Trahisons singulières sous le regard de Michel Fau
Harold Pinter (1930 – 2008), prix Nobel de littérature en 2005, participe au renouveau théâtral britannique dans les années 1950. Le malaise et la cruauté qui se dégagent de ses premières œuvres, qualifiées de « théâtre de la menace« , évoluent vers l’exploration de l’intimité puis, à partir des années 1980, vers le politique.
Outre les relations de couple qui sont au cœur de ses pièces écrites pendant sa période intermédiaire – La Collection (1961), L’Amant (1962), C’était hier (1970) et Trahisons (créé en 1978 et adapté au cinéma en 1982) –, la mémoire est un de ses thèmes récurrents.
Trahisons reprend l’équation du théâtre bourgeois – le mari, la femme, l’amant –, mais la déconstruit grâce à son artifice narratif pour révéler l’essence, la profondeur et les méandres de ce lien. L’intrigue fait intervenir Emma et Jerry, amants pendant sept ans, qui se retrouvent deux ans après leur séparation. Puis Robert, mari de l’une et meilleur ami de l’autre.
La pièce commence à la fin des années 70 et remonte neuf ans en arrière, par le biais de 9 scènes qui sont autant d’instantanés reconsidérés à l’aune de leurs trahisons, plus complexes que prévu. On apprend que ce qui torture Jerry, l’ancien amant, ce n’est pas tant la nostalgie d’un amour perdu, mais d’apprendre que Robert, avait connaissance de sa liaison qu’il s’était pourtant employé à lui cacher.

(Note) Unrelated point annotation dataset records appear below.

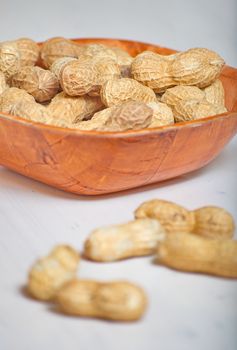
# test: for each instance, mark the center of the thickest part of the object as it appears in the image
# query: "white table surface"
(186, 311)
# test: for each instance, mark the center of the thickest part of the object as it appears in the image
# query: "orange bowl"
(92, 163)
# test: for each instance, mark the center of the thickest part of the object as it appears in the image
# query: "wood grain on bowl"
(92, 163)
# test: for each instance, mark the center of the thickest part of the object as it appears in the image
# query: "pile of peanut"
(97, 87)
(196, 241)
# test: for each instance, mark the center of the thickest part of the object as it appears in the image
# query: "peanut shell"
(162, 114)
(49, 274)
(28, 50)
(40, 83)
(189, 252)
(195, 109)
(3, 83)
(152, 70)
(58, 47)
(118, 301)
(215, 93)
(213, 222)
(173, 217)
(136, 238)
(115, 92)
(73, 109)
(9, 59)
(197, 66)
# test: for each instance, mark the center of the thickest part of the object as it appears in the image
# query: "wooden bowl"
(92, 163)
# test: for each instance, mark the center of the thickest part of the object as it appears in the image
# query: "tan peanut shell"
(73, 109)
(162, 114)
(40, 83)
(189, 252)
(59, 64)
(9, 59)
(99, 51)
(115, 92)
(106, 69)
(30, 110)
(136, 238)
(124, 61)
(78, 78)
(152, 70)
(50, 273)
(215, 93)
(195, 109)
(28, 50)
(173, 217)
(3, 83)
(198, 66)
(213, 222)
(182, 92)
(97, 122)
(58, 47)
(131, 115)
(118, 300)
(12, 95)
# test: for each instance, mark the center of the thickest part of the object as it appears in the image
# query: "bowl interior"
(228, 75)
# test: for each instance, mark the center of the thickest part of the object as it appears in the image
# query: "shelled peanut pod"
(117, 300)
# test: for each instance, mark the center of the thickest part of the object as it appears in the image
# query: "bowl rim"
(144, 131)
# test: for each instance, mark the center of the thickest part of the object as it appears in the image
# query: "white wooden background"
(186, 311)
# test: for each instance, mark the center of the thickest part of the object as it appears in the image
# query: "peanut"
(213, 222)
(31, 111)
(124, 61)
(40, 83)
(73, 109)
(118, 301)
(136, 238)
(86, 75)
(152, 70)
(59, 64)
(131, 115)
(11, 96)
(171, 216)
(97, 122)
(190, 102)
(162, 114)
(9, 59)
(215, 93)
(58, 47)
(107, 69)
(28, 50)
(99, 51)
(3, 83)
(199, 67)
(78, 78)
(115, 92)
(180, 93)
(50, 273)
(195, 109)
(188, 252)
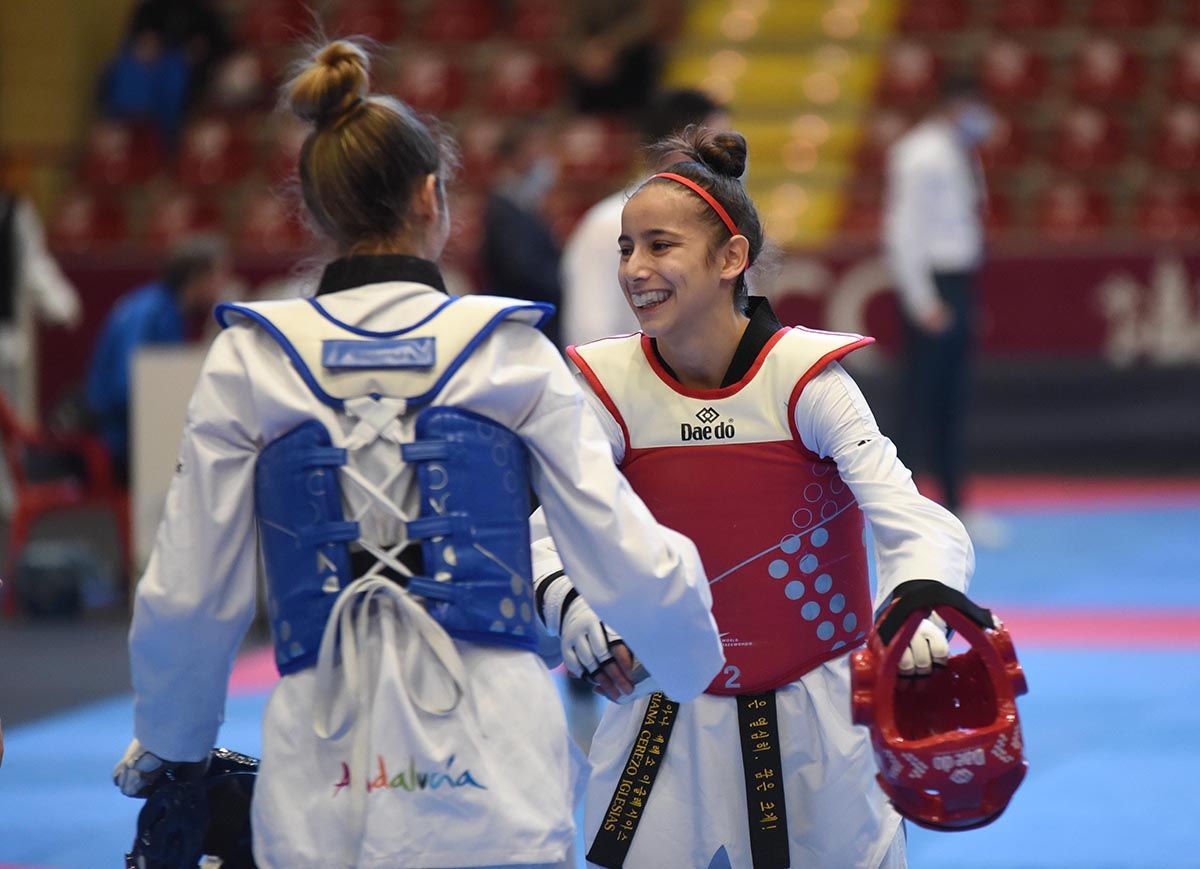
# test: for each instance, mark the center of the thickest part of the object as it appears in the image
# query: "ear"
(736, 257)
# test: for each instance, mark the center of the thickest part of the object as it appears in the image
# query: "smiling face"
(672, 277)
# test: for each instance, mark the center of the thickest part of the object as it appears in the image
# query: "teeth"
(649, 298)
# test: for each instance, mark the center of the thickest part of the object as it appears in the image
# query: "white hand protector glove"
(139, 771)
(929, 646)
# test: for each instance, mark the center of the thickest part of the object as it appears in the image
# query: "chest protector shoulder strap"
(473, 474)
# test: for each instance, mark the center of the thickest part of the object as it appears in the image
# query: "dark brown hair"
(367, 153)
(715, 161)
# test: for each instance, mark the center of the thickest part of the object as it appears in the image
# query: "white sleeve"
(40, 274)
(202, 577)
(645, 580)
(905, 231)
(915, 538)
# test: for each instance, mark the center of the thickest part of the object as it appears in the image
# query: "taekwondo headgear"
(948, 745)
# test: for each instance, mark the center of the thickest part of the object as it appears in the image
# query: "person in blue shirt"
(192, 276)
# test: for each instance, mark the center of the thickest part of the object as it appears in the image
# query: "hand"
(139, 771)
(929, 646)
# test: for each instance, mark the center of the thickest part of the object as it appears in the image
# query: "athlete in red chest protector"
(751, 439)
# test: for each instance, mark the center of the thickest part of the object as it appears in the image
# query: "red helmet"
(948, 745)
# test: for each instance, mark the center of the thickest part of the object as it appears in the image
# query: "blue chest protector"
(473, 477)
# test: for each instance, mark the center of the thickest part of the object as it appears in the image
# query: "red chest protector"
(779, 532)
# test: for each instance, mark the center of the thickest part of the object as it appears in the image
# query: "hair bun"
(330, 83)
(724, 153)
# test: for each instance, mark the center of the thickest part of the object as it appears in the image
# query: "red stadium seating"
(1067, 210)
(1086, 138)
(1168, 210)
(379, 19)
(117, 154)
(431, 82)
(213, 151)
(910, 73)
(1185, 72)
(520, 81)
(1029, 15)
(179, 213)
(933, 16)
(1177, 138)
(460, 21)
(1012, 72)
(1105, 70)
(87, 222)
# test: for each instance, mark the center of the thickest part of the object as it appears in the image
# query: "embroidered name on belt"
(628, 803)
(762, 767)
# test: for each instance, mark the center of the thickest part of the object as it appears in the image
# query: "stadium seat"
(1012, 72)
(431, 82)
(1183, 82)
(933, 16)
(910, 73)
(520, 81)
(1122, 13)
(213, 151)
(1029, 15)
(1086, 138)
(460, 21)
(1068, 210)
(179, 213)
(268, 225)
(88, 222)
(1104, 70)
(1167, 210)
(117, 154)
(90, 486)
(595, 148)
(381, 19)
(1177, 138)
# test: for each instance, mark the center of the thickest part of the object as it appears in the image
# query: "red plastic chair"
(87, 222)
(1011, 72)
(1069, 211)
(1104, 70)
(117, 154)
(910, 73)
(1030, 15)
(35, 499)
(521, 82)
(1087, 139)
(431, 82)
(1177, 138)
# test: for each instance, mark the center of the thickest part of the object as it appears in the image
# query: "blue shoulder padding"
(474, 532)
(303, 537)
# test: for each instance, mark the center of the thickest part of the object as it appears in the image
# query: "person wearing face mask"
(369, 454)
(520, 255)
(754, 441)
(934, 244)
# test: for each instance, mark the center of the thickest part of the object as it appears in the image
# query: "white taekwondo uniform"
(490, 781)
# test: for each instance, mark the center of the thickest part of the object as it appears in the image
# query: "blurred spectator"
(934, 241)
(520, 255)
(163, 63)
(593, 305)
(612, 54)
(31, 287)
(167, 311)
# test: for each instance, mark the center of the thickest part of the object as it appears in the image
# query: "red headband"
(706, 196)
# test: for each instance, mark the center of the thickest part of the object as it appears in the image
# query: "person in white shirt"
(934, 244)
(755, 442)
(593, 305)
(370, 454)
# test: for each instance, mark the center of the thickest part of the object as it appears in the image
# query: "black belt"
(411, 557)
(761, 765)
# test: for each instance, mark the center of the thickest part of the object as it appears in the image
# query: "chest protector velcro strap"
(474, 480)
(303, 537)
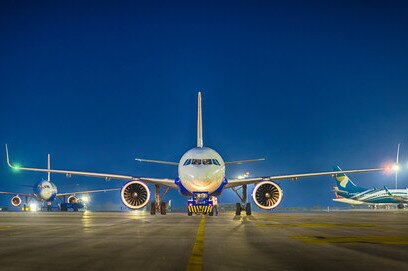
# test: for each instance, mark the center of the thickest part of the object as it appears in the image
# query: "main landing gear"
(158, 206)
(244, 205)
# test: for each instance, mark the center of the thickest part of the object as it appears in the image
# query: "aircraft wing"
(403, 198)
(242, 181)
(160, 181)
(87, 192)
(19, 194)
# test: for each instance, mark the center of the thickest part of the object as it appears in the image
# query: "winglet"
(8, 158)
(199, 122)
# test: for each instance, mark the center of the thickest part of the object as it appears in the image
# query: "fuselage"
(201, 169)
(45, 191)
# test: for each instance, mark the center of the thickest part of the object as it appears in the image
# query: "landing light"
(16, 167)
(85, 199)
(33, 207)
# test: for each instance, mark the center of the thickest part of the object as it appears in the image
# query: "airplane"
(201, 174)
(347, 192)
(46, 191)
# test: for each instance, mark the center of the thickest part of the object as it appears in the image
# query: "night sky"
(306, 86)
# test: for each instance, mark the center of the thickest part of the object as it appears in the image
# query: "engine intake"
(16, 201)
(72, 199)
(267, 195)
(135, 195)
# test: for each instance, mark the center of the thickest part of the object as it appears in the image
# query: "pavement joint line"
(365, 239)
(318, 225)
(195, 262)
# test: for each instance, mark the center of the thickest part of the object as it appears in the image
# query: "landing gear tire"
(153, 208)
(248, 209)
(238, 209)
(163, 208)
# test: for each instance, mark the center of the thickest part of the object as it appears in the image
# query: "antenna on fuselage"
(199, 123)
(49, 167)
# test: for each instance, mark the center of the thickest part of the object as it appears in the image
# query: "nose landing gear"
(158, 206)
(244, 205)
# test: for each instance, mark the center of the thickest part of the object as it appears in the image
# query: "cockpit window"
(196, 162)
(207, 162)
(187, 162)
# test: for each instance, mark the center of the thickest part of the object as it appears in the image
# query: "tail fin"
(49, 167)
(344, 183)
(199, 123)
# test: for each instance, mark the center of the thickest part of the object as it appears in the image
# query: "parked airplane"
(347, 192)
(46, 192)
(201, 174)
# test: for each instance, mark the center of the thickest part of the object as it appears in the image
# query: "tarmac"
(264, 241)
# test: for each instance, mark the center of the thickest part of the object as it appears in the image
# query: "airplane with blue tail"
(347, 191)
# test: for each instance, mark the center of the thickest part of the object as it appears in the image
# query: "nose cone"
(45, 193)
(201, 177)
(202, 180)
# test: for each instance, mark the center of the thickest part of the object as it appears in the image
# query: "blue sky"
(306, 86)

L’inversion de la narration dévoile à dessein la finitude, la faiblesse, la fragilité originelle de l’alliance amoureuse ou amicale. Harold Pinter tissant à l’envi les énigmatiques liens amoureux et amicaux du trio où chacun a construit sa propre vérité et donc son mensonge vis à vis de lui même et de l’autre. Car ce sont les faux-semblants d’un milieu bourgeois, les secrets de l’âme humaine, les enjeux et les contradictions des sentiments, les passions et les désirs contrariés qui sont tour à tour convoqués par le dramaturge anglais.
L’ambivalence des sentiments
Où la figure du traître et du trompé ne cessent de circuler dans ce trio, comme ils circulent aussi dans toute relation. Il n’y a pas de coupable identifié, mais trois victimes qui font chacune à leur manière perdurer et se régénérer la trahison. Dans cette fuite en avant, il n’y a ni manœuvre ni manigance, uniquement des envies avortées, des craintes, de fugaces lâchetés pour s’épargner soi-même, ou ne pas faire souffrir l’autre, le tout aboutissant sournoisement au désastre.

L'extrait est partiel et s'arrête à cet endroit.